- Born: 1 June 2003 (age 23) South Africa
- Occupations: Dancer; choreographer;
- Known for: Dance Yo Dumo Strictly Come Dancing

= Lethabo Monametsi =

South African dancer and choreographer (born 2003)

Lethabo Monametsi (born 1 June 2003) is a South African dancer and choreographer. She won the South African competition Dance Yo Dumo as a member of the dance collective Urban Wave in 2022, and has appeared as a professional dancer on the BBC competition series Strictly Come Dancing since 2026.

==Life and career==
Monametsi was born on 1 June 2003 in South Africa. Monametsi has represented South Africa at the WDC Amateur Open World Championships in Ireland. Outside of dancing, she achieved a Bachelor of Arts (Law Major) degree from the University of the Witwatersrand. In 2022, she won the South African dance competition Dance Yo Dumo as part of the dance collective Urban Wave. She also appeared as a dancer on the South African version of The Masked Singer.
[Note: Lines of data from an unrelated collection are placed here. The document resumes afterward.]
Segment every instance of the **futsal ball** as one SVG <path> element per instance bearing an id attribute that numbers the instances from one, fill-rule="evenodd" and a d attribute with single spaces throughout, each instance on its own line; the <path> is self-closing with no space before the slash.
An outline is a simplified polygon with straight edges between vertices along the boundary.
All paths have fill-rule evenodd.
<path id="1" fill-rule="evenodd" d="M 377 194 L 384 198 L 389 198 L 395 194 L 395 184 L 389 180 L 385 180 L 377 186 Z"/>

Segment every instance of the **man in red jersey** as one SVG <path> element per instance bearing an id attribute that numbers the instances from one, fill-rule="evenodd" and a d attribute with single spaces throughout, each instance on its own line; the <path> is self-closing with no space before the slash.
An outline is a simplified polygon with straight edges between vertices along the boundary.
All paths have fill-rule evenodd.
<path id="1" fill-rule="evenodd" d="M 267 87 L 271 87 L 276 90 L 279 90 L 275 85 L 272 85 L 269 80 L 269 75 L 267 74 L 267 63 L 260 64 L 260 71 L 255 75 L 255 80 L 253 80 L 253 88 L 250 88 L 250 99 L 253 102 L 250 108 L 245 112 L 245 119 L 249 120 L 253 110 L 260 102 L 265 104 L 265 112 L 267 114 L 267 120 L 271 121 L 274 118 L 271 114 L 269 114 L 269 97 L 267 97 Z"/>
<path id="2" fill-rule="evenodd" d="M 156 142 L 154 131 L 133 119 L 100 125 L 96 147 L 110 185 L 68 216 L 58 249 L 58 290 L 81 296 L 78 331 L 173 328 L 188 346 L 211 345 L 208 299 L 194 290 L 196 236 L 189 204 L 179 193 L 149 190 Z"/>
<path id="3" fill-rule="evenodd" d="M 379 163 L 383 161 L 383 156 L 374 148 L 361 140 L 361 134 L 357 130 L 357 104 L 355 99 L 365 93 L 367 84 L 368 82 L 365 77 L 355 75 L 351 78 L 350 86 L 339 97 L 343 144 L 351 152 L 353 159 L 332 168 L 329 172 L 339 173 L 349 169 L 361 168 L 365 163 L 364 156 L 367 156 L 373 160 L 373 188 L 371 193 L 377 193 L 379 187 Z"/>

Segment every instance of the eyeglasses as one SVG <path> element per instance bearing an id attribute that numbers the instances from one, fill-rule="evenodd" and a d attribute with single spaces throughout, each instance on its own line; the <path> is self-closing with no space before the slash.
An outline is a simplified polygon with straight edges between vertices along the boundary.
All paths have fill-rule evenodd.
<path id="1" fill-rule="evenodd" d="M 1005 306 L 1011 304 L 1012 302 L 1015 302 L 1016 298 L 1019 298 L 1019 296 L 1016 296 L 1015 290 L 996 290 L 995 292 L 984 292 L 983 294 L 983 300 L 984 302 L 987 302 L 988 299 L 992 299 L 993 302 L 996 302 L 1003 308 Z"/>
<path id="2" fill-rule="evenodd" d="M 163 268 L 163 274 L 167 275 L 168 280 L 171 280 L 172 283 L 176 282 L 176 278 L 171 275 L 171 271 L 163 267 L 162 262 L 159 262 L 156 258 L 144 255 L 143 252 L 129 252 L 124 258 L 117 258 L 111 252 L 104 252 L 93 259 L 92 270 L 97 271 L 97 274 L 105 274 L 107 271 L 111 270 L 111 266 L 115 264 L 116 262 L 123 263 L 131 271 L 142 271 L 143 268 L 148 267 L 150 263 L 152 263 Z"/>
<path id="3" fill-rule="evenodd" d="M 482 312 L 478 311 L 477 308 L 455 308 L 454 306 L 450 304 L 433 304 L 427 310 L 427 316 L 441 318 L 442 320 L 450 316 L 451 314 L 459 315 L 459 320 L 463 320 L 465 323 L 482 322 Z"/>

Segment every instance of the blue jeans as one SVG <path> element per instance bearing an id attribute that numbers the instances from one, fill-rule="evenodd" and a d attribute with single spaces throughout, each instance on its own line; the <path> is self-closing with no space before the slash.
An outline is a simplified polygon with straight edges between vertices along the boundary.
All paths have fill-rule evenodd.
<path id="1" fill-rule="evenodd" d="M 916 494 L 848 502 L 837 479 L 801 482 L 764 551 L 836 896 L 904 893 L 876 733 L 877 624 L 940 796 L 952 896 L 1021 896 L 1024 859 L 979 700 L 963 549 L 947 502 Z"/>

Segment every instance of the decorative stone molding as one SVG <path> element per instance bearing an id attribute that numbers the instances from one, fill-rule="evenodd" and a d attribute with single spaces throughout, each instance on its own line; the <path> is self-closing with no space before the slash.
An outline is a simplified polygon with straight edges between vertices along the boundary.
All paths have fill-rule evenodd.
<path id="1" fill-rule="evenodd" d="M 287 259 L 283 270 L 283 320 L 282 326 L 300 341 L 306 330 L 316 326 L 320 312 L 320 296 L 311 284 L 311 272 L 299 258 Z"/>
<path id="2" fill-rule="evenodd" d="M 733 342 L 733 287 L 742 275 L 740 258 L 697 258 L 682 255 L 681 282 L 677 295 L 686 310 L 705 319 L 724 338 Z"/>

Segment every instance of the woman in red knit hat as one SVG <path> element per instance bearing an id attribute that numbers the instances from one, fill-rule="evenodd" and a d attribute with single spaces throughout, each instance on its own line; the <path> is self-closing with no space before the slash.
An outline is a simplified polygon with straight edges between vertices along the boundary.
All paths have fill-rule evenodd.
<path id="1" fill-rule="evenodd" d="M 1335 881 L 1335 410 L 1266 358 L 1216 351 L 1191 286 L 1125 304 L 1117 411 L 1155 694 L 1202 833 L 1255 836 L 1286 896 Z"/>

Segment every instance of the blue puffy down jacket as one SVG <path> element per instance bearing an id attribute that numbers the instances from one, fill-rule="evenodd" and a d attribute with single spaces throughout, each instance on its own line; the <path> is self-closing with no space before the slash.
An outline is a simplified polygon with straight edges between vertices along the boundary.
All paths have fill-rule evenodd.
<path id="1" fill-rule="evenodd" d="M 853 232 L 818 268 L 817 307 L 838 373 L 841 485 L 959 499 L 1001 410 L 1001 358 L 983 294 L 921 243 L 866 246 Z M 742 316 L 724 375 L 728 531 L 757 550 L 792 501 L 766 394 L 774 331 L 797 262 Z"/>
In July 2026, Monametsi was announced to be joining the twenty-fourth series of the British version of Strictly Come Dancing as a professional dancer, alongside Maddie Ingoldsby, Mark Karmalita, Aleksandra Isaeva and Cristian Priori. On joining the show, Monametsi said: "This moment is bigger than me. I step into it with profound gratitude and deep humility, knowing it is the culmination of years of unwavering love, belief, and support from the people who dared to dream alongside me. Representing South Africa on the Strictly Come Dancing stage is far more than a career milestone, it is an honour beyond words, and I cannot wait to embrace every extraordinary moment of this journey."